Logan Shearer, Eva Dawson and Kate Kitman pose with the product of their gardening skills. Photo by Elizabeth Eason

Logan Shearer, Eva Dawson and Kate Whitman pose with the product of their gardening skills.
Photo by Elizabeth Eason

“We all love each other,” said Kate Whitman ’14 affectionately.

It seems almost an understatement of the friendship that envelopes the three members of 1132 Main St. Apartment 1. Eva Dawson ’14, Logan Shearer ’14 and Whitman are as close as the pages of the books scattered about the living room. Bright, vibrant and warm, the trio’s friendship has flourished since they began working together to translate the Old English heroic poem, Beowulf, to modern English in their Mentored Advanced Project (MAP) during the summer of 2012.

“It made sense that because we all did Beowulf together, we would live together,” Shearer said happily.

Their love of Beowulf has been an essential element of every part of the group, including their name. The group goes by Twat-Team, a play on the pronunciation of the first word of Beowulf.

“Beowulf starts with the word ‘Hwæt,’ which pronounced ‘watt,’ sounds like ‘twat,’” Shearer explained. “So, naturally, it became a thing.”

Shearer was the one to discover the abode, and the group fell in love with their house as soon as they saw it. They even moved in at the beginning of this past summer. It was also during this time that they were able to form a bond with their new home and their new housemates.

“Because of the summer, this house is a world that feels attached to Grinnell, but distant enough [that] it feels like its ours,” Dawson said.

Dawson spent the summer working at Prairie Canary after returning from studying abroad in Prague, while Shearer did a MAP on James Joyce and Whitman did one on theater. They spent the summer enjoying the quaint nature of their house and the small, cozy porch that looks out over the sprawling backyard.

“It’s nice to come down in the morning and enjoy a cup of tea and see the beautiful garden that Logan worked on this summer,” Whitman said.

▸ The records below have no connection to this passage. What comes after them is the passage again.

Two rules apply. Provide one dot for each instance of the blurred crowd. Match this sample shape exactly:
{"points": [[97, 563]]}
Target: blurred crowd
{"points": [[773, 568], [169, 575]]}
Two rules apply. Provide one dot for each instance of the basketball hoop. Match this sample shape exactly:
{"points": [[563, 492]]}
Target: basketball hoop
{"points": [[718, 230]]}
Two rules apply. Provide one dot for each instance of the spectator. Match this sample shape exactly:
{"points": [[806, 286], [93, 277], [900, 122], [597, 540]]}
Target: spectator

When not working on his MAP, Shearer spent his free time weeding the three foot high greenery that had previously infested the backyard. Despite the recent drought and prolonged heat, Shearer brought morning glories, forget-me-nots and sunflowers into life. Now lit by solar lamps, the flowers are artfully enclosed in a small brickwork fence.

“Flowers so beautiful, crickets have been seen having sex on them,” Dawson added.

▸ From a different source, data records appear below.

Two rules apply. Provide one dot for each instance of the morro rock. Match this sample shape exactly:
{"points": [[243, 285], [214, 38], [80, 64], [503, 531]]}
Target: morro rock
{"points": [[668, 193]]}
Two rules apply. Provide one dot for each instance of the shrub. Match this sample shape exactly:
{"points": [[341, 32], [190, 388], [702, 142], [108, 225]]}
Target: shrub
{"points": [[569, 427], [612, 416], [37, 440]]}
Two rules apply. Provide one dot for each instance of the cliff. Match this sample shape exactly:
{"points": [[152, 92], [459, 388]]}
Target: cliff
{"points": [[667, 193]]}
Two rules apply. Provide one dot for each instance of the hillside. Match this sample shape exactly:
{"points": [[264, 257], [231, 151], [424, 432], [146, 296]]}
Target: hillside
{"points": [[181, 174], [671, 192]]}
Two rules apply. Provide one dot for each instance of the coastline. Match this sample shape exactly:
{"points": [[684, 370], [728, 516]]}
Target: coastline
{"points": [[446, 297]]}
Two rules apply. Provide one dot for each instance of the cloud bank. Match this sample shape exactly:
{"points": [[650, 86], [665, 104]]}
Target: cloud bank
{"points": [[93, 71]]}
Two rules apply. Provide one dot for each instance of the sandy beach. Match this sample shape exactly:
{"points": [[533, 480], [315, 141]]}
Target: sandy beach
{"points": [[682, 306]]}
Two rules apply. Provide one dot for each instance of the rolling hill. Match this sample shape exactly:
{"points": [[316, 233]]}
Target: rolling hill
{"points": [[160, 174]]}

Twat-Team fondly refers to the garden as the Emily Dickinson Garden in honor of the Emily Dickinson love letters the group read there on quiet, peaceful nights.

“It’s basically taking care of a home space,” Shearer said of their garden.

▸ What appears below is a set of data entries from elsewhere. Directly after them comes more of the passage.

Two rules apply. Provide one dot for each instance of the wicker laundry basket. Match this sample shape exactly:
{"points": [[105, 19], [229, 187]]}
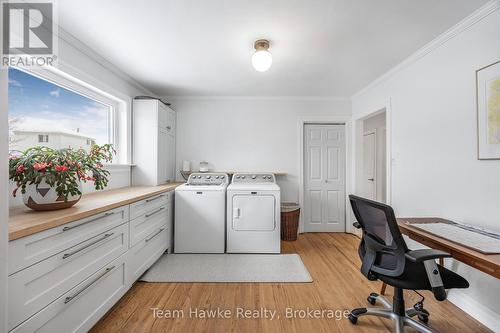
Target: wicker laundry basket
{"points": [[290, 213]]}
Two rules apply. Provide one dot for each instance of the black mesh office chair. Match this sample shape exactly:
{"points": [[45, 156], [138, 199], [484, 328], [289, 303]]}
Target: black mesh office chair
{"points": [[386, 257]]}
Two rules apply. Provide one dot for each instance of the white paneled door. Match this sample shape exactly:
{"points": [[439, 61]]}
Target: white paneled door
{"points": [[324, 178]]}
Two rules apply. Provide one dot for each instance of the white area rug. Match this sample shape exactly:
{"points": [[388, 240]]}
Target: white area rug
{"points": [[228, 268]]}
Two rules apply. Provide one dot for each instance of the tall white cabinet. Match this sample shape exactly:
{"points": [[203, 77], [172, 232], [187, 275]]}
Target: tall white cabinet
{"points": [[153, 143]]}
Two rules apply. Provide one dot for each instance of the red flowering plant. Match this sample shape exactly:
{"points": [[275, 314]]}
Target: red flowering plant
{"points": [[63, 169]]}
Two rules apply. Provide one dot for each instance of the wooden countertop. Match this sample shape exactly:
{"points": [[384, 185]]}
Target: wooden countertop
{"points": [[24, 221]]}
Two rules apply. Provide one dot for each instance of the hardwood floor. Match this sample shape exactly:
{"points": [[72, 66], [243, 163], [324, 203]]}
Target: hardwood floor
{"points": [[332, 261]]}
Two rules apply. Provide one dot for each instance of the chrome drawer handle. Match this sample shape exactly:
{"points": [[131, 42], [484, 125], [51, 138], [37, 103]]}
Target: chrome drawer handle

The garden, the atmosphere of the house and living as a small group has truly set 1132 apart from many of the other off-campus houses.

“The distance from campus is nice. It feels like real life, like a house community outside of the school community. It feels like our home,” Dawson said.

The three English majors often bond over their shared love of and appreciation for literature. When not spontaneously writing short stories, reciting poetry or composing recitals, the trio has ebullient conversations deep in spirit, emotion and meaning.

“We closely communicate, and we are also very open with each other if there is an issue,” Whitman said.

While some houses have sat down and planned who will make what meal on what day, Twat-Team prefers to take life as it comes.

“It is either communal for the sake of having a moment  to do something together, or on our own terms,” Dawson explained.

Shearer, a culinary enthusiast, takes even the simplest meal, instant ramen noodles, on his own terms.

“Mix Ramen, chicken, scrambled egg, crunchy peanut butter and garnish with Sriracha sauce,” Shearer shared.

This may be one of the areas with which Shearer and his housemates do not completely agree, but their love of good writing and good housekeeping have managed to keep them close.